Over last decade, I have hired students from campus and closely observed their struggle to comprehend software systems. While I initially attributed this to their lack of motivation to learn appropriate skills in college, I now hypothesize that the skills needed to do well at these comprehension tasks are not included or taught well in the regular computer science courses at the undergraduate level. My research examines this further.
I think this is a world-wide problem. However, my research focus is on Indian context where this shows up in an extreme form. When we lament the lack of employability and gap of skills (Aggarwal, Nithyanand, and Sharma (2020), Wheebox (2022)), and then get drawn to offering industry-tailored skills as a solution, we perpetrate the problem. My research aims to identify key changes that can be brought to curriculum and pedagogy to address this with a long-term view.
Why does this problem exist?
My research suggests that there are two key disconnects between academic world and industrial world that make it difficult for the novice engineer to be effective.
- Creation vs. comprehension skills: CS curriculum worldwide is disproportionately focused on how to construct a new piece of software. This is at odds with what an engineer is asked to do when they join (and much afterwards) - understand the existing software and evolve it. Initial creation tasks (bug fixes, small features) are also expected to be used for comprehension, as a means to understand the software better
- Simple vs. complex systems: Training for undergraduate students is limited to simple systems that they have created individually or in groups (and don’t deal with existing systems). In fact, most assignments ask them to create algorithms and programs, not build systems. On the other hand, software product companies have a large, complex system that novice engineers are expected to work on. The complexity shows up in multiple ways: the codebase is so large that reading it to understand the system is quite difficult, and the behavior of the software is not apparent from the code that they do read and understand (because in complex systems, behavior emerges from the interactions and is a run-time property).
It is no wonder they struggle at the workplace. In fact, it is a wonder that many of them do well even in their initial months.
The situation improves as they spend time with the product. Their understanding of emergent behavior improves and they also learn how to make the best use of information available (partial documentation, running system, subject matter experts, code knowledge, etc.).

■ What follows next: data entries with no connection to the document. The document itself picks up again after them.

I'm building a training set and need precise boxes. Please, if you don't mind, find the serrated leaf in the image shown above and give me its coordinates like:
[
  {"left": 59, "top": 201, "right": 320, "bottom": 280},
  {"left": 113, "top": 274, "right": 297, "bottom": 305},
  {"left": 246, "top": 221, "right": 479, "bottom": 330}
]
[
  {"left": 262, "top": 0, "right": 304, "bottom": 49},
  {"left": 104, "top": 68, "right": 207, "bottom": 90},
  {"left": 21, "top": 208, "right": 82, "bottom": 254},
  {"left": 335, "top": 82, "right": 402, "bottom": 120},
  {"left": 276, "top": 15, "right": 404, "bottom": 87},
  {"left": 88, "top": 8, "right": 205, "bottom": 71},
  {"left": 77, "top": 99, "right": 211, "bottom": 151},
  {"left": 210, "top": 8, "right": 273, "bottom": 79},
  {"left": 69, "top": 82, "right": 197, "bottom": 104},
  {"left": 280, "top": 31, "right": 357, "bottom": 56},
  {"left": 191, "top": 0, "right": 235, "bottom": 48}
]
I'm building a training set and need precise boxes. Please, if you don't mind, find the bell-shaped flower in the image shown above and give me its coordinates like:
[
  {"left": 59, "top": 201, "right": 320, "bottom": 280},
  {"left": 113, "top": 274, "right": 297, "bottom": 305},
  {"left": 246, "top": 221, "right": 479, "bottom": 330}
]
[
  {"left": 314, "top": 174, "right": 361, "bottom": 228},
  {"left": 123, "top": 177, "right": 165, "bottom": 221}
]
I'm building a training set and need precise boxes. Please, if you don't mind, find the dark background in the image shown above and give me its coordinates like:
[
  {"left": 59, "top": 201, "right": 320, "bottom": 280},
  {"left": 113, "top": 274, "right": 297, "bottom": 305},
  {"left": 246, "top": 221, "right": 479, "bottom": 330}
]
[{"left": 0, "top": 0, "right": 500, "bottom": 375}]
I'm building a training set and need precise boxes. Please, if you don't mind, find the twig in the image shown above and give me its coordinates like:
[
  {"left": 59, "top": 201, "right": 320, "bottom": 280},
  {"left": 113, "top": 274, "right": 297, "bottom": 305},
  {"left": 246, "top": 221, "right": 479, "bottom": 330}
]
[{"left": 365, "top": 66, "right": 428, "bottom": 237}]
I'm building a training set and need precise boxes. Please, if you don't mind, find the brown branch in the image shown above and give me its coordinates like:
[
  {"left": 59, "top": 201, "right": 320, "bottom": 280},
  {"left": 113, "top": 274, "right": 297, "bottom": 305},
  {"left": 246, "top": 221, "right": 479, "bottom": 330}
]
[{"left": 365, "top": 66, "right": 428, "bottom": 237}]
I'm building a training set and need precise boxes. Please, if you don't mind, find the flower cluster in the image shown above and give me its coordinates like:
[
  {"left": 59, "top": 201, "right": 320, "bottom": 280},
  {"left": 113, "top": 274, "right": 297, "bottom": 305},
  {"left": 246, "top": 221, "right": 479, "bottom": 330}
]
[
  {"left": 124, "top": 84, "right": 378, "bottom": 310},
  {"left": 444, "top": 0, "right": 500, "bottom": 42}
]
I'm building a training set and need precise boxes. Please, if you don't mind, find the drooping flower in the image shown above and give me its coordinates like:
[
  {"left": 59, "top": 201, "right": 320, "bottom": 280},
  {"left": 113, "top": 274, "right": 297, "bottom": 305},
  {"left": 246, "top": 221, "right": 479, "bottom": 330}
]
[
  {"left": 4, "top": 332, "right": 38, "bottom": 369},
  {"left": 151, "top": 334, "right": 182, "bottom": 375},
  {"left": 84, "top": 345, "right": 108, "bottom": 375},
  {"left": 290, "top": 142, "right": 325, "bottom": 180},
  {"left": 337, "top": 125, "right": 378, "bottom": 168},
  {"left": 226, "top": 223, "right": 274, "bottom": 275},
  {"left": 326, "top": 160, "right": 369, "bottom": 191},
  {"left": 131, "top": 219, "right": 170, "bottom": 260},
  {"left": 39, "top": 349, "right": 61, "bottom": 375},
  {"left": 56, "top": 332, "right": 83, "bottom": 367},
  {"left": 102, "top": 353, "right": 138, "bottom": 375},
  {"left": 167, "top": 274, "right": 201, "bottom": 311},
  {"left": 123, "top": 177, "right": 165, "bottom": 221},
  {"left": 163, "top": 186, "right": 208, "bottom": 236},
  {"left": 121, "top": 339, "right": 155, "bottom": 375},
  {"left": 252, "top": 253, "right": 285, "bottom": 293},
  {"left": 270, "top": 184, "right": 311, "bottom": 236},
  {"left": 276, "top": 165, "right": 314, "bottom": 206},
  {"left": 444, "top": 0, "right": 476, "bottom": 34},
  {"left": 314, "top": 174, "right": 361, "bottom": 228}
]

However, this wastes time and opportunity and the company may not be able or willing to accept this delay in getting to the expected productivity level.
What can we do about it?
There are two insights that drives the solutions we propose through our research: 1. Large software products are complex systems if we see them from a systems lens (see Allan (2009)). 2. Systems science tells us that complex systems (in many disciplines) are understood better when learners model them (see Hmelo-Silver and Azevedo (2006), Hashem and Mioduser (2013), Verhoeff, Waarlo, and Boersma (2008)). 3. Modeling can be used to understand complex software systems as well.
What is a complex software system? We define it as a system composed of two or more component systems where the behavior emerges from the interactions of these component systems. For example, a modern SaaS product architecture consists of a set of microservices - each of which demonstrate fairly simple behavior - that interact and collaborate with each other to produce the desired behavior, so we categorize SaaS products as complex software systems.
Research contribution
This research aims to produce three outputs:
- A modeling language that can be used to model complex software systems - this should be easy to learn and use by novice engineers. This is based on the notion of a transition system - we use the definition given by Tabuada (2009) which is also used in the work being done under the Algodynamics lab (Choppella, Viswanath, and Kumar (2021)).
- A learning strategy that can be used during onboarding process which allows the novice engineer to process the stream of information they get exposed to. The novice engineers can use modeling to develop their understanding of the product during this period, and refine their understanding by refining their models, as they acquire new information about the product.
- A pedagogy (and associated content) to expose the students and novice engineers to complex systems and help them learn modeling skills that aid in comprehension. This can be offered to graduating students (as part of their third-year or fourth-year course) as well as to new campus hires (as part of their onboarding process).
The long term goal is to influence the CS curriculum to teach systems thinking via multiple existing courses and help produce more systems-aware CS graduates who we expect will also be more skillful and employable in product companies.